The Rationality Paradox

Groningen, a.d. x Kal. Junias MMDCCLXXI A.U.C.

One of the most baffling things I have encountered in social science is what might be dubbed the rationality paradox: put a few rational individuals together and watch the world burn, yet put irrational people together and they can collectively be quite rational. Examples abound, put to keep this legible I’ll try to keep things short.

An example of collectively irrational behaviour is the infamous tragedy of the commons. Imagine you and your neighbour share a pond with fish. You both like to eat fish so you both go fishing quite often. However, because neither of you can prevent the other from fishing, both of you fish as much as possible, you really like fish after all. After a while the pond is empty, and neither of you can eat fish in the long term. While this almost seems too stupid to be a real life scenario, we can see this type of behaviour all around, fish literally gets caught in such quantities that there will be no fish in the future. The Dutch, Norwegians and British wreaked havoc on the whale population in the North Atlantic already in the 17th century. We burn more fossil fuels than the planet can deal with. Nevertheless, for each individual it is rational to burn fuel and eat that fish: our individual consumption does not really affect the planet directly, while we in turn cannot prevent others from consuming too much, and fish tastes really amazing.

Meanwhile, two irrational yet trusting individuals would have an easy solution for the previous problem: they would simply trust each other. Seeing neither would try to catch fish in spite of their promises, they would both have fish indefinitely. Sounds like a pretty optimal outcome to me. In social science these type of explanations for cooperative behaviour do recur: People cooperate because they simply are cooperative. So, collectively these two people are much more rational than they are individually. See here the rationality paradox: irrational individuals reach a better outcome than rational individuals could.

However, I do not believe that individuals are that irrational. I think neighbours learn to trust each other. Tit-for-tat behaviour (I’m willing to trust you as long as you act trustworthy) is not the same as irrational behaviour. Many of the problems of collectively irrational behaviour have to do with a lack of trust among people, or a lack of communication which could foster this trust. Tit-for-tat behaviour allows people to gain trust and thus prosper together. You are more likely to be scammed by someone you will never see again (I’ll never forget that taxi driver in Tehran) than by someone you have to cooperate with on a daily basis. Indeed, humans evolved in small enough groups to know each other, in which it helped to see whether others were to be trusted, in which it helped to cooperate and create trust, but in which competition also played a role. Hence we are much better at solving these type of collective action problems in small groups than in large groups. Indeed, the modern world is much more complex than a small tribe roaming nature. We often need rules to deal with our collective irrationality.

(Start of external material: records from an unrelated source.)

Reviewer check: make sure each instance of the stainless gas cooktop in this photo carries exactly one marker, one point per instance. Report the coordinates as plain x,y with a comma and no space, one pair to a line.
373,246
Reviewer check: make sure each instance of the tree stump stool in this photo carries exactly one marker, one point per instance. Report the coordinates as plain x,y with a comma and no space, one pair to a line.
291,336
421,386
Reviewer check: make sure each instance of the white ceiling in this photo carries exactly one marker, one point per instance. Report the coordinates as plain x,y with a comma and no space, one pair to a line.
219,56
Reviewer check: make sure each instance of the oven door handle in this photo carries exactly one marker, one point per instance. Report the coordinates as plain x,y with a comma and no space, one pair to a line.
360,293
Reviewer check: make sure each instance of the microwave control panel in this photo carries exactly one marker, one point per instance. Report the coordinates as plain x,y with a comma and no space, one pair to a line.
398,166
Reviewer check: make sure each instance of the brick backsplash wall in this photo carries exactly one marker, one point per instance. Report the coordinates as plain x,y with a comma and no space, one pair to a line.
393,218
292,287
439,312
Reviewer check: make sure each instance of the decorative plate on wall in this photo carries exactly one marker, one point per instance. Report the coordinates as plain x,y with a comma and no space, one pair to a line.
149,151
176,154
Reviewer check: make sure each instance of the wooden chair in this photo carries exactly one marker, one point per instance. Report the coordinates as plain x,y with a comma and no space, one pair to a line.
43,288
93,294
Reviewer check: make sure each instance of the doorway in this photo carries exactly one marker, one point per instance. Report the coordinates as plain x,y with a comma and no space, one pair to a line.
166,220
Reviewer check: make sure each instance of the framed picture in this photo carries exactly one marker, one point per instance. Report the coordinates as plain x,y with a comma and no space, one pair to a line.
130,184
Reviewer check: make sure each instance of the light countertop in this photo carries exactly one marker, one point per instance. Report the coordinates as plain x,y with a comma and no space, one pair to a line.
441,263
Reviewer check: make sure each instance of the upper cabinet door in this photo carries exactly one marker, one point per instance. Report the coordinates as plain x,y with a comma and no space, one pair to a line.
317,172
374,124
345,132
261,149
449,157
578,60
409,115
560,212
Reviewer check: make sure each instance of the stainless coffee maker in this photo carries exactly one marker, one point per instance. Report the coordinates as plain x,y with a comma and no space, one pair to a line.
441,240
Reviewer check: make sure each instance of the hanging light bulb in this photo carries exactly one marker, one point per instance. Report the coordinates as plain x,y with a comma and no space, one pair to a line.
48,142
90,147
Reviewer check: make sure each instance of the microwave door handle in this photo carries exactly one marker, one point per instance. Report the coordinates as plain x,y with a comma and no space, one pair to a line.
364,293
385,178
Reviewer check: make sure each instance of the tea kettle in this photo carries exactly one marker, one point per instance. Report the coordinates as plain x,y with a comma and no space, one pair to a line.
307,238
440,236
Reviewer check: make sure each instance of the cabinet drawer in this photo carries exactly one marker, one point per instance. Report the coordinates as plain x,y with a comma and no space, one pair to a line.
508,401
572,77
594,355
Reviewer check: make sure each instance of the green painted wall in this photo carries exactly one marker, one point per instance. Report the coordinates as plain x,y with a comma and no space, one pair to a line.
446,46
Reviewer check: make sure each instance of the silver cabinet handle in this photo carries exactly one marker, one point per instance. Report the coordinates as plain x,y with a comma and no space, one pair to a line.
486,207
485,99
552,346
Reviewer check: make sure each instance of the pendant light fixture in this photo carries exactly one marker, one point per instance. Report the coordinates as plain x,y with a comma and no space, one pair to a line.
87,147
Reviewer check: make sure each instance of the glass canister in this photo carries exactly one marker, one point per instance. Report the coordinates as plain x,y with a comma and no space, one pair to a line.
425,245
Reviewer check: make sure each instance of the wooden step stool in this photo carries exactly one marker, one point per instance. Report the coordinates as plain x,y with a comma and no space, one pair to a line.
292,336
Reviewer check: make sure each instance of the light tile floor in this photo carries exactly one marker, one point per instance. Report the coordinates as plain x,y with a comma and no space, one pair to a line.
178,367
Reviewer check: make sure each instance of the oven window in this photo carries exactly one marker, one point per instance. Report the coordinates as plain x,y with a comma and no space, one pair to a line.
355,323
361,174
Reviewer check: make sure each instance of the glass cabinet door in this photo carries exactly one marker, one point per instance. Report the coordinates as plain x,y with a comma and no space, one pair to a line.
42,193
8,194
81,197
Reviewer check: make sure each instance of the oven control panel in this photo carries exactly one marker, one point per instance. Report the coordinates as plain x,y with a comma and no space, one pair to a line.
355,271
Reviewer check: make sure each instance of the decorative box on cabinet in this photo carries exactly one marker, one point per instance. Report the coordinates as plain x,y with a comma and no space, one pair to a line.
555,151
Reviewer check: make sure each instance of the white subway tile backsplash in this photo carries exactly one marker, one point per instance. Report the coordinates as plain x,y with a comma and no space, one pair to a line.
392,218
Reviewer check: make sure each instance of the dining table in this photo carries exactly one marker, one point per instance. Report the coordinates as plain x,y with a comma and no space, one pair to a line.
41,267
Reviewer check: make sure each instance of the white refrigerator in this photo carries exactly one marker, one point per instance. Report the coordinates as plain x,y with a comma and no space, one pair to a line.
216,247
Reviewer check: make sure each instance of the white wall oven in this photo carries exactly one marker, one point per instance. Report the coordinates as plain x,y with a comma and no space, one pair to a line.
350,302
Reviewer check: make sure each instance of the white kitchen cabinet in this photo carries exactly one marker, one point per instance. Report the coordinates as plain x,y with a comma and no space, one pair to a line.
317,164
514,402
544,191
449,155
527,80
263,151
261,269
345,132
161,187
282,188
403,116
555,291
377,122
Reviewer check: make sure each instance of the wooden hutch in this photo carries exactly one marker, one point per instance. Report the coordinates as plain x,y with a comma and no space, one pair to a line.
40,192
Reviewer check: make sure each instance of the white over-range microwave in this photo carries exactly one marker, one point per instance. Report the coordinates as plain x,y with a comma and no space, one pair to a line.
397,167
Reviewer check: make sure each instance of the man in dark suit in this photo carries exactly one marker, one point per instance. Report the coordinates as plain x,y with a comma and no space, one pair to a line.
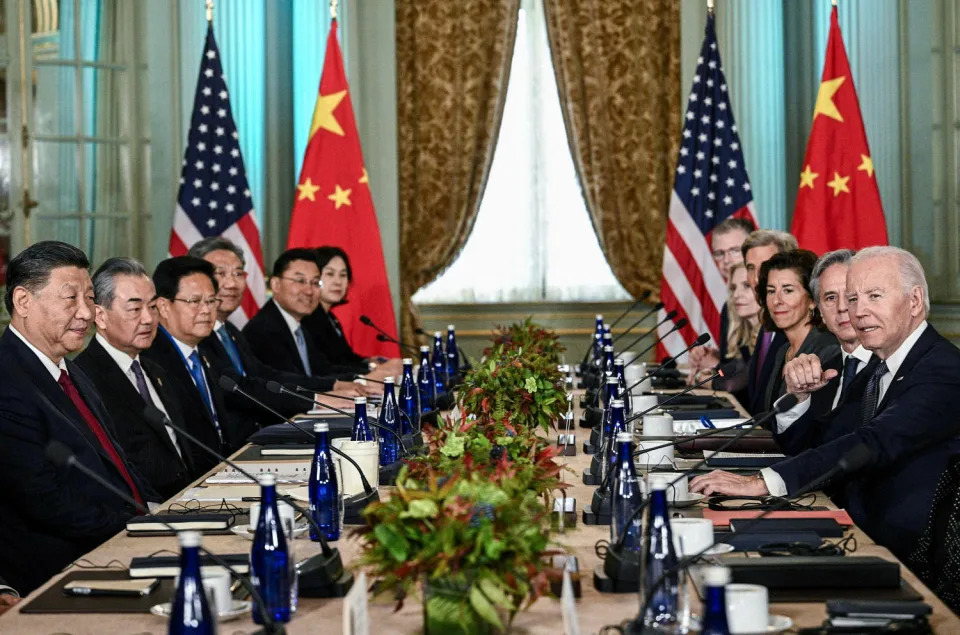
52,515
794,429
228,342
126,318
186,302
758,248
902,407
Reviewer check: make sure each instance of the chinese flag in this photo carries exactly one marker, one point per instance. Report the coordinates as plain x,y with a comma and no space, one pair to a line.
333,206
838,203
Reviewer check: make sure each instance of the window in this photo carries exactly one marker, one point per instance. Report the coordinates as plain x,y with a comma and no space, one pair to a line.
532,239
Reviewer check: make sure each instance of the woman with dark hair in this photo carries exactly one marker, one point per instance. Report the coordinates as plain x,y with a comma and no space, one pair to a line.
787,306
322,324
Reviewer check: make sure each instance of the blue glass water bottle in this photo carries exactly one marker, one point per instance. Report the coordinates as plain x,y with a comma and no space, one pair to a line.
323,487
191,612
425,383
453,353
618,370
715,579
626,497
269,557
389,419
659,557
409,399
362,430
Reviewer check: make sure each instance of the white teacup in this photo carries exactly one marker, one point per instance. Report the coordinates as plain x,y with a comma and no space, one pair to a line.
287,515
216,585
658,424
661,457
695,534
675,491
747,608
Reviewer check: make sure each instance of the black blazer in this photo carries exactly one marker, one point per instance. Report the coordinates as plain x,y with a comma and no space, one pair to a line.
238,418
272,343
913,436
328,337
146,444
50,515
257,374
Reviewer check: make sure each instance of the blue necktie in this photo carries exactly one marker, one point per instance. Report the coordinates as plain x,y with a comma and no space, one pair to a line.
302,348
232,351
196,371
849,372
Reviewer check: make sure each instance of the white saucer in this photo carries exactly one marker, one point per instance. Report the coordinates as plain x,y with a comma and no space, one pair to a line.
239,608
691,499
777,624
244,531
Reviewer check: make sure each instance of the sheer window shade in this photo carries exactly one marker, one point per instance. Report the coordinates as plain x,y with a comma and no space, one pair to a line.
532,240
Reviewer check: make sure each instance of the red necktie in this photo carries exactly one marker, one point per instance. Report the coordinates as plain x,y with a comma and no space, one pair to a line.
71,389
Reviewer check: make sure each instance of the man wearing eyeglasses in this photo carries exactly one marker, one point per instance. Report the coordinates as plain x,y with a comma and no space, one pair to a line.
275,334
187,305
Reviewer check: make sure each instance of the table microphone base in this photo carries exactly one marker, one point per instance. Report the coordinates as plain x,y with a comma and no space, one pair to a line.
353,507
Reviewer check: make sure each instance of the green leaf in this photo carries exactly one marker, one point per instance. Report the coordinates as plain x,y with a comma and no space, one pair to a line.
421,508
484,609
394,542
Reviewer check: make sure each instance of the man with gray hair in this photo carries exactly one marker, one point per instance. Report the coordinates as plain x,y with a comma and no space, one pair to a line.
901,411
126,319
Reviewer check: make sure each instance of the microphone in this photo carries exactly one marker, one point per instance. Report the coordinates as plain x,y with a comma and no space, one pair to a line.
656,307
278,388
643,296
353,505
381,337
853,460
321,575
62,456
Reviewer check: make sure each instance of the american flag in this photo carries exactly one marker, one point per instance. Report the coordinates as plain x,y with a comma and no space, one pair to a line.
710,185
214,197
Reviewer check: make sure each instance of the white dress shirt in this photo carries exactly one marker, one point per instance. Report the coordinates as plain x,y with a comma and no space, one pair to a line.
773,481
125,362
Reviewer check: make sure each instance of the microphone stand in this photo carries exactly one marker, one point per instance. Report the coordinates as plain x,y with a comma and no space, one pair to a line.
353,506
322,575
855,459
60,454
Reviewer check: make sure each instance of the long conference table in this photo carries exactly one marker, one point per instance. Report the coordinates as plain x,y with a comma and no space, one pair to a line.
595,609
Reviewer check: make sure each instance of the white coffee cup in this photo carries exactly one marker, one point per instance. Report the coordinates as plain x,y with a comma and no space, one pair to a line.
675,491
216,585
661,457
287,515
658,424
747,608
695,534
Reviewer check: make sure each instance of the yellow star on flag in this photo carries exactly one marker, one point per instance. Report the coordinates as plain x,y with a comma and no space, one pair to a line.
807,177
825,105
323,113
340,197
307,190
839,184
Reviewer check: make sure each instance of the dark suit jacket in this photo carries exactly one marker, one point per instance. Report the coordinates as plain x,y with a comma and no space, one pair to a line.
272,343
238,418
913,436
257,374
146,444
328,337
49,515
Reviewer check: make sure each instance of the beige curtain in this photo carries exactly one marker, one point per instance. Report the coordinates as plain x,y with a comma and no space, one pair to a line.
453,65
617,65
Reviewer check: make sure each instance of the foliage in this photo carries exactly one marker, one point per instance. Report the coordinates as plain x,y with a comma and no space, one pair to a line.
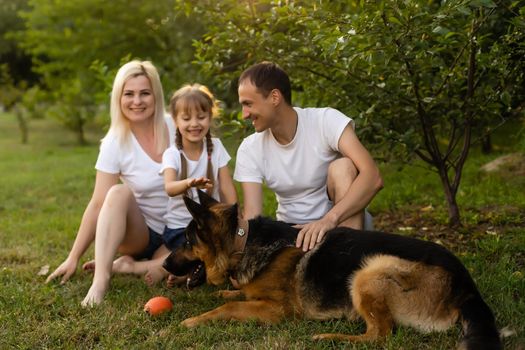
72,41
419,76
45,187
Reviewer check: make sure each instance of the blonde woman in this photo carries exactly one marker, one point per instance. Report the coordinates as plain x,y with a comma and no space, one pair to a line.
125,213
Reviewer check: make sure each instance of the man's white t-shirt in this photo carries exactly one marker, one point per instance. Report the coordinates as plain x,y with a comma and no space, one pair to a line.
296,172
139,172
177,216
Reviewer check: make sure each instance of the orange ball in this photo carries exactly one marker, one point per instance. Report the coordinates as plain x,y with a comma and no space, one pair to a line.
157,305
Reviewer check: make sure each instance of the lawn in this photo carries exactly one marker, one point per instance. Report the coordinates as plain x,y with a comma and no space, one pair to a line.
45,185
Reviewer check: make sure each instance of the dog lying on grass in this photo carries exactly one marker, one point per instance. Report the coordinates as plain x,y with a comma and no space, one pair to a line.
383,278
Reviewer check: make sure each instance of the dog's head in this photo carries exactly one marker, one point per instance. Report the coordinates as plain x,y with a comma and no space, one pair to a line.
209,238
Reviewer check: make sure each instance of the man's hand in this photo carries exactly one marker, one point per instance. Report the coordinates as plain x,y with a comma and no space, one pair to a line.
313,233
66,269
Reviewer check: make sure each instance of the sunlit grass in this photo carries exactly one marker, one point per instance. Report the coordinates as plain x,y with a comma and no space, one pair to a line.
45,185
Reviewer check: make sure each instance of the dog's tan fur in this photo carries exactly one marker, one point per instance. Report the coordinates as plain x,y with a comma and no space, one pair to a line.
383,289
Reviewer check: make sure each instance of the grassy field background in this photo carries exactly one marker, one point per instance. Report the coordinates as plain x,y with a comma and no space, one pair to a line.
45,185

So, plain irrationality (I always trust people, for instance) does not work well as a theory. This basically denies agency to individuals, it pretends that everyone is just getting along with life constantly showing the exact same behaviour. That is not how humans work though, we ain’t no ants. Like I said before, in some situations we cooperate, in other situations we compete. It is this which theories proposing irrational humans often cannot grapple with: the changing behaviour according to circumstances. At the very least theories of irrational behaviour need to explain what causes changes in behaviour, something which humans do often, but which these theories often cannot explain

So, while the rationality paradox is very real in theory, in real life we mostly need to deal with explaining what induces cooperation amongst individuals, rather than that we see irrational individuals showing ant-like cooperative behaviour.

Bottom Line: Rational individuals can behave irrationally collectively, but irrational individuals can behave rationally collectively. However, it is questionable whether irrational behaviour of that type really exists, because we ain’t no ants.